El hombre y la mujer son complementarios



 Ha habido hombres y ha habido mujeres, pero no ha habido seres humanos. El hombre solo no será capaz de llegar muy lejos. La mujer sola simplemente será un estan­que de energía sin posibilidad alguna de movi­miento dinámico. Cuando ambos están juntos son complementarios. Ninguno está por encima del otro. Los complementarios jamás están arriba o abajo, son iguales. Juntos conforman un todo, y juntos pueden crear una santidad que no resulta posible para ninguno por separado. 

Un hombre, para ser realmente masculino, ha de ser aventurero, creativo, ha de ser capaz de to­car tantas iniciativas en la vida como le sea posi­ble. La mujer, para ser de verdad una mujer, ha de ser un estanque de energía detrás del hombre, para que la aventura pueda disponer de tanta energía como sea posible. La energía será necesaria para que la aventura pueda tener cierta inspiración, cierta poesía, de modo que el alma aventurera pue­da relajarse en la mujer y verse rellenada con vida, rejuvenecida. El hombre y la mujer, juntos, moviéndose de manera positiva, son un todo. Y la verdadera pa­reja -y hay muy, pocas parejas verdaderas- es una en la que cada uno se ha unido con el otro de una forma positiva. Si ambas partes son conscientes del hecho de que se trata del encuentro de opuestos, de que no hay necesidad de convertirlo en un conflicto, en­tonces es una gran oportunidad para comprender y asimilar el punto de vista totalmente opuesto. De esa manera, la vida de un hombre y de una mujer, juntos, puede convertirse en una hermosa armonía. 

El enfoque femenino y el enfoque mas­culino son tan distintos que a menos que se lleve a cabo un esfuerzo consciente, a menos que se convierta en vuestra meditación, no existe espe­ranza de disfrutar de una vida apacible. Siempre que dos personas se encuentran, se crea un mundo nuevo. Su simple reunión le da vi­da a un nuevo fenómeno, que antes no existía, que nunca había existido. Y a través de ese nuevo fenómeno ambas “personas” son modificadas y transformadas. Vosotros creáis la relación, pero dicha relación también os crea a vosotros. Si nuestras relaciones con las personas con­tienen la gran comprensión de que al otro habría que concederle una libertad total para que pueda seguir siendo lo que es, quizá con cada momento se pueda revelar más y más belleza. Haced que el amor de la gente sea libre, haced que la gente no sea posesiva. Pero esto solo puede suceder si en vuestra meditación descubrís vuestro ser. La intimidad con una mujer o con un hombre es mejor que tener muchas relaciones superficia­les. 

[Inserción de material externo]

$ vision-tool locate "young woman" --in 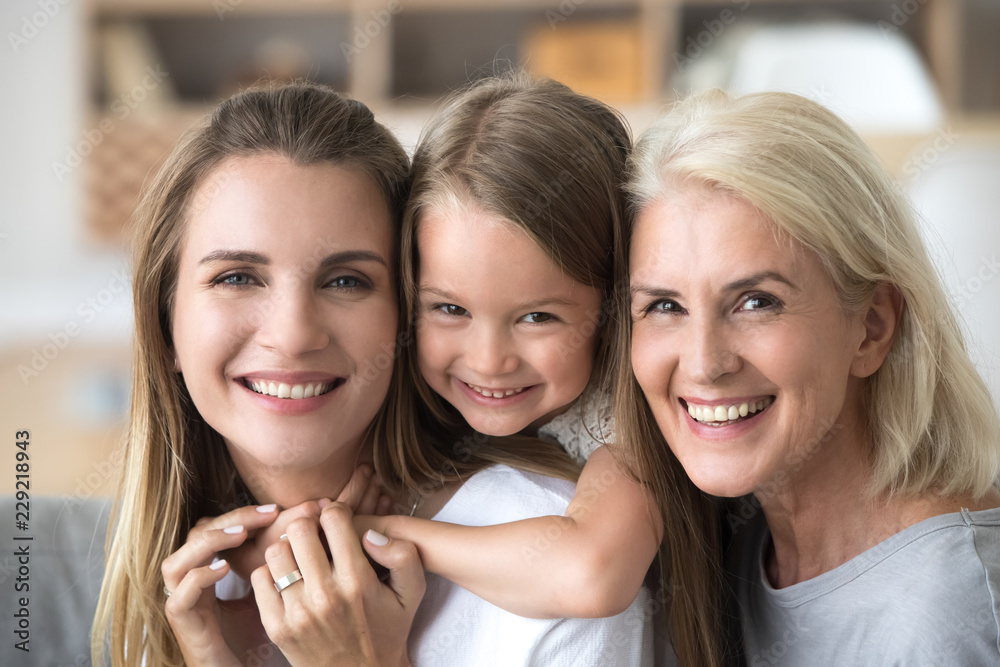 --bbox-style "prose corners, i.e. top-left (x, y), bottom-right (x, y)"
top-left (94, 79), bottom-right (647, 665)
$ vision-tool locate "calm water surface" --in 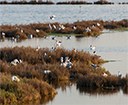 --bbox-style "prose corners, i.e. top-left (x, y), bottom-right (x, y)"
top-left (0, 0), bottom-right (128, 105)
top-left (0, 31), bottom-right (128, 105)
top-left (0, 31), bottom-right (128, 75)
top-left (0, 4), bottom-right (128, 24)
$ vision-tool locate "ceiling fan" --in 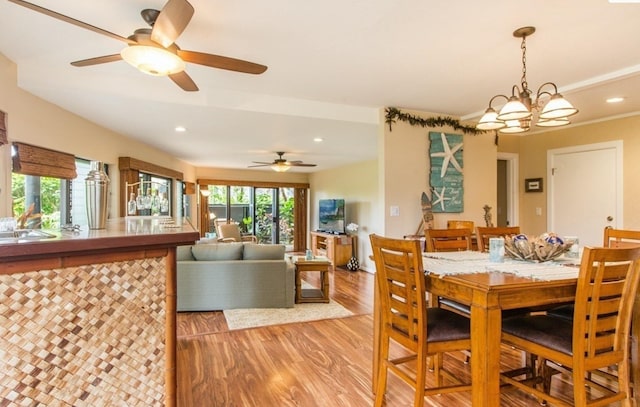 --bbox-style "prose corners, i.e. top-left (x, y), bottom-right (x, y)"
top-left (9, 0), bottom-right (267, 92)
top-left (249, 151), bottom-right (316, 172)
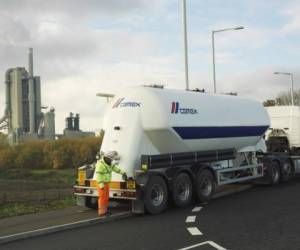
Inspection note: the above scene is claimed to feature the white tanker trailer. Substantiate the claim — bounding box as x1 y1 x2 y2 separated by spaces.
75 87 299 214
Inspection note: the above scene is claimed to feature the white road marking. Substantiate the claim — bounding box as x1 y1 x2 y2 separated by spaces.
192 207 202 213
187 227 203 235
185 215 196 223
179 241 227 250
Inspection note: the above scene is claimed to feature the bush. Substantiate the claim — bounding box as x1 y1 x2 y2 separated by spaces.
0 136 102 169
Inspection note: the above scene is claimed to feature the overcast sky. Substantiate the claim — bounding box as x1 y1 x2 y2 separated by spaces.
0 0 300 132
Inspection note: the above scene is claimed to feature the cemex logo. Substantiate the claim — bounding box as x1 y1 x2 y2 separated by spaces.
112 98 141 109
171 102 198 115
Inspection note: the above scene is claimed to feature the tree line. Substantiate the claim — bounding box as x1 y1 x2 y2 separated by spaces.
263 89 300 107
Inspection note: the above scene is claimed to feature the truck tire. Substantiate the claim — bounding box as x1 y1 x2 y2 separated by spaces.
196 169 216 202
144 175 168 214
172 173 193 207
267 161 280 185
85 197 98 209
281 161 293 181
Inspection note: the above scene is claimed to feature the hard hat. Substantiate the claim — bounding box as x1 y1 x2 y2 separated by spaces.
104 151 118 160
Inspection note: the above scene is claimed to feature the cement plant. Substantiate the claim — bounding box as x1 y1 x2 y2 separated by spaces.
0 48 95 145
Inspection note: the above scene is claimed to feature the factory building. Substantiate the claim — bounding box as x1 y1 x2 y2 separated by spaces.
0 48 55 144
63 113 95 139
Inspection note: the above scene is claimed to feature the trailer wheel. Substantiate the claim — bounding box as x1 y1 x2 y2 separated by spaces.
281 161 293 181
172 173 193 207
267 161 280 185
196 169 216 202
85 197 98 209
144 176 168 214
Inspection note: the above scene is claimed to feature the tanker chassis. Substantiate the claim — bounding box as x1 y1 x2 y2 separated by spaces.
74 87 300 214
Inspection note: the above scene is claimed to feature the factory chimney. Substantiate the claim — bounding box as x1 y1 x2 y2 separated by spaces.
28 48 35 134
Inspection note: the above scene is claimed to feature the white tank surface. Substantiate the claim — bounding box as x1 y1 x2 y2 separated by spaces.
101 87 269 181
267 106 300 147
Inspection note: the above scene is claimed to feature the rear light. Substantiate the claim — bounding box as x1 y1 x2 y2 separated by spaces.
74 188 84 194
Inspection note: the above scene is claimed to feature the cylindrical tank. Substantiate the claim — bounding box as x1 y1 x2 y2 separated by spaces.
66 113 73 130
101 87 270 180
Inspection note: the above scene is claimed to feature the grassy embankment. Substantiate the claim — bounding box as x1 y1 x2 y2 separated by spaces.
0 136 102 218
0 169 76 218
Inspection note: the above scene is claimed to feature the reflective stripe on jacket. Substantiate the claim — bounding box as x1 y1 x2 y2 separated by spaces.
96 160 124 184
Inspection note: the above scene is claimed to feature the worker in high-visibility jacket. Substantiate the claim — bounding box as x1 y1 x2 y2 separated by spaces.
96 151 127 216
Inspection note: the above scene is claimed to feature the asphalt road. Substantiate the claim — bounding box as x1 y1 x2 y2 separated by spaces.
0 178 300 250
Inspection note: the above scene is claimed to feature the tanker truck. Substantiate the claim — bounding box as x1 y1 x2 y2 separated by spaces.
74 87 300 214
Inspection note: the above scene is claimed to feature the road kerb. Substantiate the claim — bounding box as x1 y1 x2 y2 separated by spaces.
212 184 253 199
0 211 133 244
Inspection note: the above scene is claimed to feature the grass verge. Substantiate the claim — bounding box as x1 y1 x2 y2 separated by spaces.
0 196 76 219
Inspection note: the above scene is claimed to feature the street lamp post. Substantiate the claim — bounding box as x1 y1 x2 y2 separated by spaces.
211 26 244 94
274 72 294 106
182 0 189 90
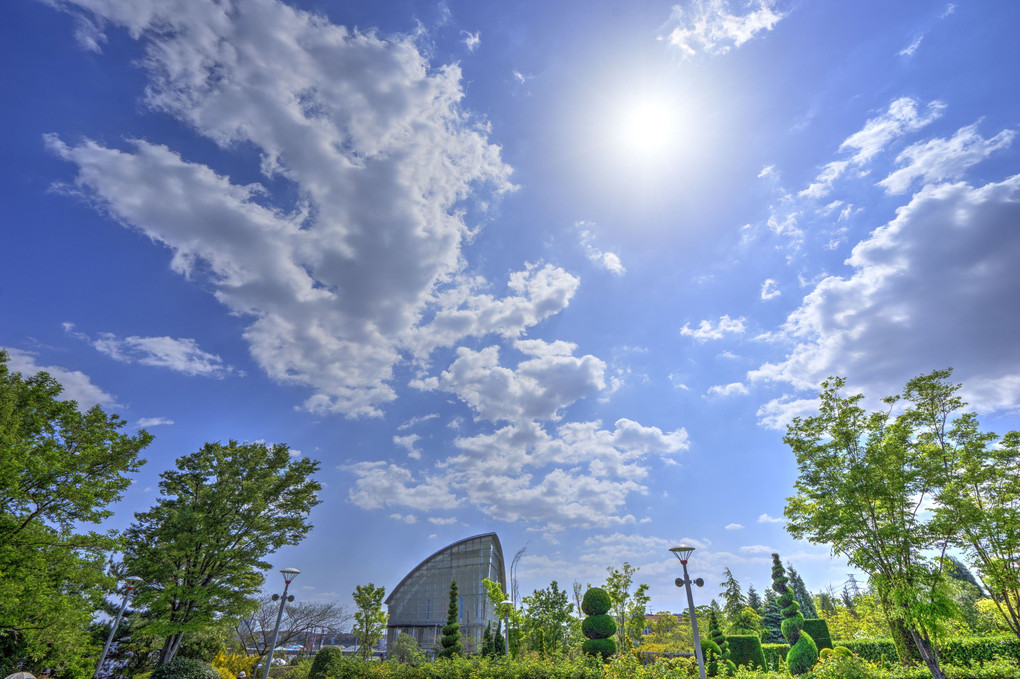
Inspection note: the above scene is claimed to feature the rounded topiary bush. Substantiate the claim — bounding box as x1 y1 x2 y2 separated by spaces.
308 646 351 679
581 639 616 659
151 658 219 679
580 587 615 615
580 614 616 639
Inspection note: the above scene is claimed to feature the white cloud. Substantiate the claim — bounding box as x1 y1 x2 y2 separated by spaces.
138 417 173 427
6 348 120 410
666 0 783 58
680 314 747 343
63 323 235 377
749 175 1020 415
761 278 782 300
878 123 1015 194
708 382 748 398
574 221 627 276
48 0 514 416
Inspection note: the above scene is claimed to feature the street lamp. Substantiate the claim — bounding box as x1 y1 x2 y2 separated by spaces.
500 598 513 658
92 575 142 679
262 568 301 679
669 544 705 679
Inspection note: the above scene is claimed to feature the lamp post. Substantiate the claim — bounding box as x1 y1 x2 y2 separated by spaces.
500 598 513 658
669 544 705 679
92 575 142 678
262 568 301 679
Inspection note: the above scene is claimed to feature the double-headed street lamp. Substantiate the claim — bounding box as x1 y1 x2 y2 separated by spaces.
92 575 142 679
500 598 513 658
669 544 705 679
262 568 301 679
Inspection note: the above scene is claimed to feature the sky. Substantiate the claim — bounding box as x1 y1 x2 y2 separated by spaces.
0 0 1020 611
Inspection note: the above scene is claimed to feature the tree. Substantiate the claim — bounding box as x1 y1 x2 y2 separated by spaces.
748 583 762 615
439 580 461 658
783 370 984 679
123 440 320 665
354 582 388 660
0 351 152 676
786 563 818 618
522 580 572 655
772 554 818 676
719 568 748 623
235 594 351 658
603 562 651 649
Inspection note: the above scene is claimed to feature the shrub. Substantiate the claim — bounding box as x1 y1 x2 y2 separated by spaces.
580 614 616 639
804 618 832 650
151 658 219 679
839 639 900 663
580 587 613 616
726 634 765 670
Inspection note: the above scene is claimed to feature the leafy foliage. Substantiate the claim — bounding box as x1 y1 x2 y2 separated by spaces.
354 582 388 659
0 351 152 677
124 440 320 664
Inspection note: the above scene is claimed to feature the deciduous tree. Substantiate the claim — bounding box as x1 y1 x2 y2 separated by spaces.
123 440 320 665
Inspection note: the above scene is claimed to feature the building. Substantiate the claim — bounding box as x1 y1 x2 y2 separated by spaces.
386 533 507 654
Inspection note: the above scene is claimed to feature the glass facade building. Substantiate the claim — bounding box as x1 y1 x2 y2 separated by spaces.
386 533 507 654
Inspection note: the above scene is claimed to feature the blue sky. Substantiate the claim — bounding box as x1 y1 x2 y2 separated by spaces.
0 0 1020 611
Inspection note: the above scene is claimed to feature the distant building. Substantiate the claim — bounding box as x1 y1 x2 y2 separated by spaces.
386 533 507 654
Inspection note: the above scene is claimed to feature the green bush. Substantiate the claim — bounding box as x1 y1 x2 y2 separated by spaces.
804 618 832 650
839 639 900 663
726 634 765 670
580 614 616 639
938 636 1020 667
580 587 613 616
308 646 359 679
151 658 219 679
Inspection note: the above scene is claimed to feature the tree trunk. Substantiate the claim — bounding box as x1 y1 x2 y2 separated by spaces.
910 630 946 679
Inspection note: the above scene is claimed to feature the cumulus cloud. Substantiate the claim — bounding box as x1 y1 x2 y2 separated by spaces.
64 323 235 377
749 175 1020 410
680 314 747 343
5 348 120 410
48 0 514 416
666 0 783 58
878 122 1016 194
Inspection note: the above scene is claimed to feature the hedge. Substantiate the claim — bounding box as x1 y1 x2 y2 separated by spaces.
938 636 1020 667
726 634 765 670
804 618 832 650
839 639 900 663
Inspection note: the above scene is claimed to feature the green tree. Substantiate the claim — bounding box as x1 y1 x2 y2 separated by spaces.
353 582 388 660
123 440 320 665
603 562 651 649
521 580 572 655
783 370 986 679
0 351 152 676
748 583 762 615
719 568 748 624
439 580 461 658
772 554 818 675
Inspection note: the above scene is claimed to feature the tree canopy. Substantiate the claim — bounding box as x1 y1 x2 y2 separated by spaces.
123 440 320 664
0 351 152 676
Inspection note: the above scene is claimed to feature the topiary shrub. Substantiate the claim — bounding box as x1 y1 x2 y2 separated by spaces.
308 646 350 679
726 634 765 671
772 554 818 676
804 618 832 652
580 587 616 660
151 658 219 679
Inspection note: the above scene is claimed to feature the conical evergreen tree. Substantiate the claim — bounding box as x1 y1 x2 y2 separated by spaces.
786 564 818 618
772 554 818 675
748 584 762 615
762 587 783 643
439 580 460 658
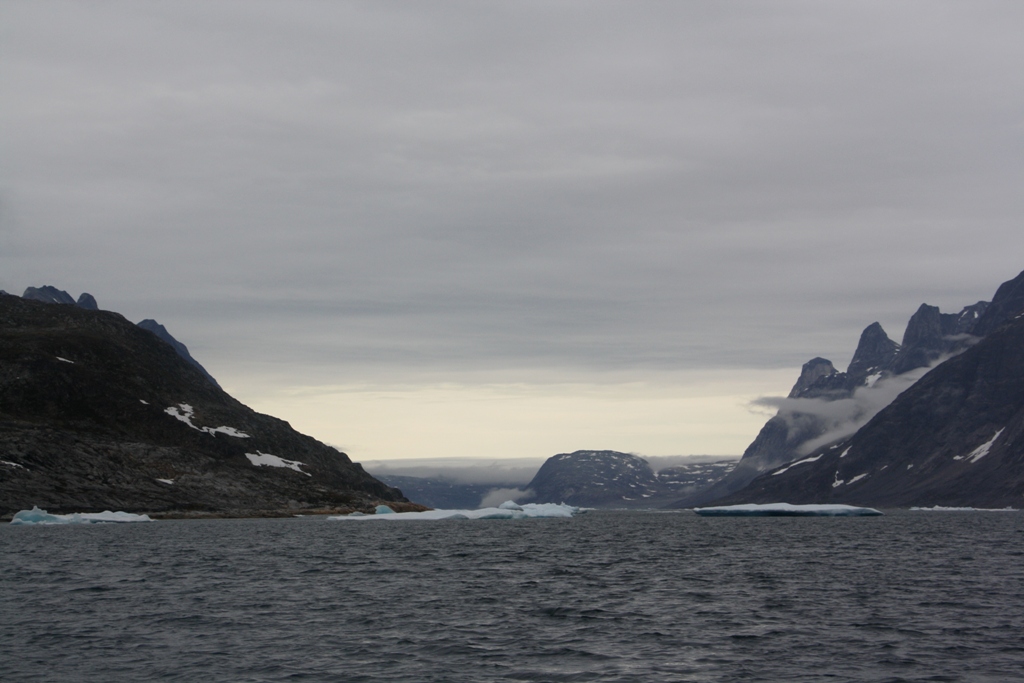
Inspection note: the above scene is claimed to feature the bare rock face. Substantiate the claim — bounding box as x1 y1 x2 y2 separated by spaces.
0 296 406 516
723 312 1024 508
138 318 220 389
75 292 99 310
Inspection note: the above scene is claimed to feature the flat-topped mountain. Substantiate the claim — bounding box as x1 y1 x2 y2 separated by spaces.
0 295 406 515
526 451 735 508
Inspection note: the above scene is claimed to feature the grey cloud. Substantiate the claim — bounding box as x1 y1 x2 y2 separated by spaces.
754 358 945 455
0 2 1024 376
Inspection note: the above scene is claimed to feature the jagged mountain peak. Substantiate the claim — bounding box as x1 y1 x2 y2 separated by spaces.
971 271 1024 337
0 296 404 515
846 323 900 386
138 317 220 389
790 356 838 398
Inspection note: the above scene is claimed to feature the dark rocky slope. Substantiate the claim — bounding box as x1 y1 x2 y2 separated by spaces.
0 295 406 515
673 272 1024 507
718 313 1024 508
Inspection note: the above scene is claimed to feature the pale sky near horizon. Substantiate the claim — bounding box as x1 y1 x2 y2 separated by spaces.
0 0 1024 460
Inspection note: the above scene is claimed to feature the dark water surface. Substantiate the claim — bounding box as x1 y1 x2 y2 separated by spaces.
0 512 1024 683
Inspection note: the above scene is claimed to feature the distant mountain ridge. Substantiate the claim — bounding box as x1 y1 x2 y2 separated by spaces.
523 451 735 508
22 285 220 389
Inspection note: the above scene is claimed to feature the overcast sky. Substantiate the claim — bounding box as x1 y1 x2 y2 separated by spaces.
0 0 1024 460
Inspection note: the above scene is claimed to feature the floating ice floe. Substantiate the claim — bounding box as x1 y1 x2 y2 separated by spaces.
910 505 1018 512
328 501 582 521
693 503 882 517
246 451 309 475
10 506 153 525
165 400 249 438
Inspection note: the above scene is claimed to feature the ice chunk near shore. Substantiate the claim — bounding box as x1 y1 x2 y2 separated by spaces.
910 505 1019 512
693 503 882 517
10 506 153 525
328 503 582 521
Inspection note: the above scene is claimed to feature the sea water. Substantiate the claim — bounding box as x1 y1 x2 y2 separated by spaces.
0 511 1024 683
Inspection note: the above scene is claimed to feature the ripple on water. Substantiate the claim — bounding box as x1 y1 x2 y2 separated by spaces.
0 512 1024 683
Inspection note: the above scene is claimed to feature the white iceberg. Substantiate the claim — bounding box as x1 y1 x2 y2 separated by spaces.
10 506 153 525
328 503 582 521
693 503 882 517
910 505 1018 512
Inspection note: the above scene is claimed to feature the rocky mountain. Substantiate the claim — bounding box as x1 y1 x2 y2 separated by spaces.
526 451 735 508
674 273 1024 507
20 285 220 388
526 451 659 507
22 285 99 310
0 295 415 516
138 318 220 389
721 309 1024 508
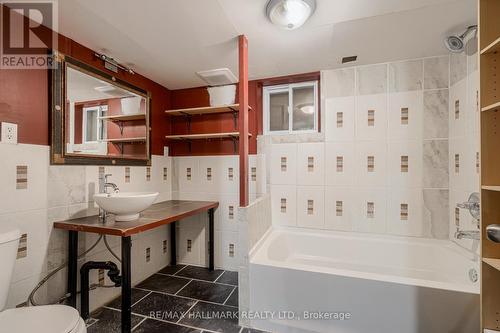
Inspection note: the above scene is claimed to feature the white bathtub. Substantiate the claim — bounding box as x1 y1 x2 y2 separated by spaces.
248 229 479 333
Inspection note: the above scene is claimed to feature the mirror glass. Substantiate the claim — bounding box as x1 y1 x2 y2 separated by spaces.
64 64 149 159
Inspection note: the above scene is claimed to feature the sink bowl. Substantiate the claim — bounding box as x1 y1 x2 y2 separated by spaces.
94 192 159 222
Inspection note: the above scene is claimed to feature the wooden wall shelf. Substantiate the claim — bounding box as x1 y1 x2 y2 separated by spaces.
102 136 147 143
99 113 146 122
481 102 500 112
481 37 500 54
165 132 252 140
483 258 500 271
165 104 252 116
481 185 500 192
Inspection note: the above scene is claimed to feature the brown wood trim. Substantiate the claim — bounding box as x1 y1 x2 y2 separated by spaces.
238 35 249 207
54 201 219 237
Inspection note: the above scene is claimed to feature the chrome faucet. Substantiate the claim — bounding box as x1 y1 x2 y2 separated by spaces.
455 193 481 241
455 230 479 240
99 173 120 223
99 173 120 193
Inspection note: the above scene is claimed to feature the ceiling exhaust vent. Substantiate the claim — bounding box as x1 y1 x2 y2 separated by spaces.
196 68 238 87
342 56 358 64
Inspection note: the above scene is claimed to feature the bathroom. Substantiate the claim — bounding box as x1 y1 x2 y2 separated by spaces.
0 0 500 333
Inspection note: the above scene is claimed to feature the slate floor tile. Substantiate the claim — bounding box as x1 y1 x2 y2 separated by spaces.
181 301 241 333
87 308 143 333
177 266 223 282
137 274 189 294
132 292 196 322
178 280 234 304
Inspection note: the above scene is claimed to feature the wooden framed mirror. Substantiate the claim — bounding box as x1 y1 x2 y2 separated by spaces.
50 54 151 165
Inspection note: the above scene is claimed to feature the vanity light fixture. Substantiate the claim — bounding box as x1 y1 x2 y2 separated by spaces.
94 52 135 74
266 0 316 30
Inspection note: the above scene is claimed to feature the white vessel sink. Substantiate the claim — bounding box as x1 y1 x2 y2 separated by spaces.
94 192 159 222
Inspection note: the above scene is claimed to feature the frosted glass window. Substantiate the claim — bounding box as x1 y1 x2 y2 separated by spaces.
263 81 318 134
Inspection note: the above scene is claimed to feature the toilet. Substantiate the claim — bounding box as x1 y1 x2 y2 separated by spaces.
0 230 87 333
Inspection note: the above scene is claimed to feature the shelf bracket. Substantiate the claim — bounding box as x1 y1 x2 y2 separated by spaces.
232 136 238 154
231 109 238 131
181 112 193 133
117 120 123 135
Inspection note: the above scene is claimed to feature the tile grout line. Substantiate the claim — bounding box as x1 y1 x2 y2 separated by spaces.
175 301 199 324
131 317 148 331
153 271 235 287
174 280 193 296
136 288 238 309
172 265 188 276
222 287 236 305
101 301 220 333
130 291 152 307
214 271 226 283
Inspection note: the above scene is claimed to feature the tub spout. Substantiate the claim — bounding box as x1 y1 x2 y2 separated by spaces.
455 230 479 240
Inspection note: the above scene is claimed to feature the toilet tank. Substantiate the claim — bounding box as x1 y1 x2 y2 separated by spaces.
0 230 21 311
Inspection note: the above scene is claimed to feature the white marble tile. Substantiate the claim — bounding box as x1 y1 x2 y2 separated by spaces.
423 140 451 188
422 189 450 239
270 143 297 185
387 188 423 237
353 188 387 233
387 91 423 140
356 64 387 95
389 59 424 92
423 89 450 139
220 231 239 271
325 186 357 231
355 94 387 140
355 141 387 187
297 143 325 185
450 52 467 86
324 96 356 142
297 186 325 229
325 142 357 186
321 68 354 98
47 165 86 208
176 157 201 192
449 78 469 138
424 56 450 89
387 140 423 189
0 143 49 214
271 185 297 226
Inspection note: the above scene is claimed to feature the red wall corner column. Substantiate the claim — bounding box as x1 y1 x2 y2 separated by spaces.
238 35 248 207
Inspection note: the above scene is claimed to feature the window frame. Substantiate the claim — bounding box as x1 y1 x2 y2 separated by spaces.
262 80 319 135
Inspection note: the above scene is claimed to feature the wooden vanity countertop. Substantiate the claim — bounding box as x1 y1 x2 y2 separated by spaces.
54 200 219 237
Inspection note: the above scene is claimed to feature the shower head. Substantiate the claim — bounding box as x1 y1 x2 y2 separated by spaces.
444 25 477 53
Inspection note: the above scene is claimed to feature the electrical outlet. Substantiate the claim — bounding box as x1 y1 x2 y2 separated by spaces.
0 122 17 144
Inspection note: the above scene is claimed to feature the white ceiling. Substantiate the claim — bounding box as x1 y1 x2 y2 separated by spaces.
54 0 477 89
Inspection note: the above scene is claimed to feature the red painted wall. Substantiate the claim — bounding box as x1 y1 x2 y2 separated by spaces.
0 9 170 154
168 72 320 156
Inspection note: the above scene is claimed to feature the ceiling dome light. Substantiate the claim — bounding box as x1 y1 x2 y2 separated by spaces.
266 0 316 30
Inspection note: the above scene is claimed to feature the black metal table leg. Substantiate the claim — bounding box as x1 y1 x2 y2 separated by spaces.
170 222 177 266
122 236 132 333
68 231 78 308
208 208 215 271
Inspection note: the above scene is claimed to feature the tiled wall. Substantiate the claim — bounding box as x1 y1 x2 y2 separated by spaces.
264 56 456 239
173 155 266 270
0 144 171 308
449 39 480 250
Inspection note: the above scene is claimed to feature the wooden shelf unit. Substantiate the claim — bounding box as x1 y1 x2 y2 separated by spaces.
99 113 146 122
479 0 500 332
165 104 252 116
481 38 500 54
165 132 252 140
102 136 147 143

El amor no es una flor de temporada, requie­re años para crecer. Y solo cuando crece va más allá de la biología y empieza a tener algo de lo espiritual en su naturaleza. Estar con muchas mu­jeres o con muchos hombres os mantendrá super­ficiales; quizá satisfechos, pero superficiales; ocupados, desde luego, pero no de un modo que os vaya a ayudar en el crecimiento interior. Pero una relación de uno a uno, sostenida para que po­dáis comprenderos de manera más personal, aporta un beneficio tremendo. Continuad buscándoos, encontrando maneras nuevas de amaros, de estar juntos. Cada persona es un misterio infinito, inagotable, insondable, de modo que no es posible que alguna vez podáis decir: “La he conocido”, o: “Lo he conocido”. Como mucho, podréis decir: “He intentado todo lo que he podido; pero el misterio sigue siendo un misterio”. De hecho, cuanto más conocéis, más misteriosa se vuelve la otra persona. Entonces el amor es una aventura constante. En un mundo mejor, con personas más medi­tativas, con un poco más de iluminación en la Tie­rra, la gente amaría, amaría inmensamente, pero su amor seguiría siendo una unión, no una relación, y no digo que ese amor llegará a ser únicamente momentáneo. 

Existen todas las posibilidades de que ese amor sea más profundo que el vuestro, que posea una cualidad más elevada de intimidad, que tenga más poesía y más de Dios en él. Y existe to­da la posibilidad de que ese amor dure más de lo que vuestra así llamada relación pueda llegar a du­rar jamás. Pero no lo garantizaría la ley, ni los tri­bunales ni la policía. La garantía sería interior. Sería un compro­miso desde el corazón, una comunión silenciosa.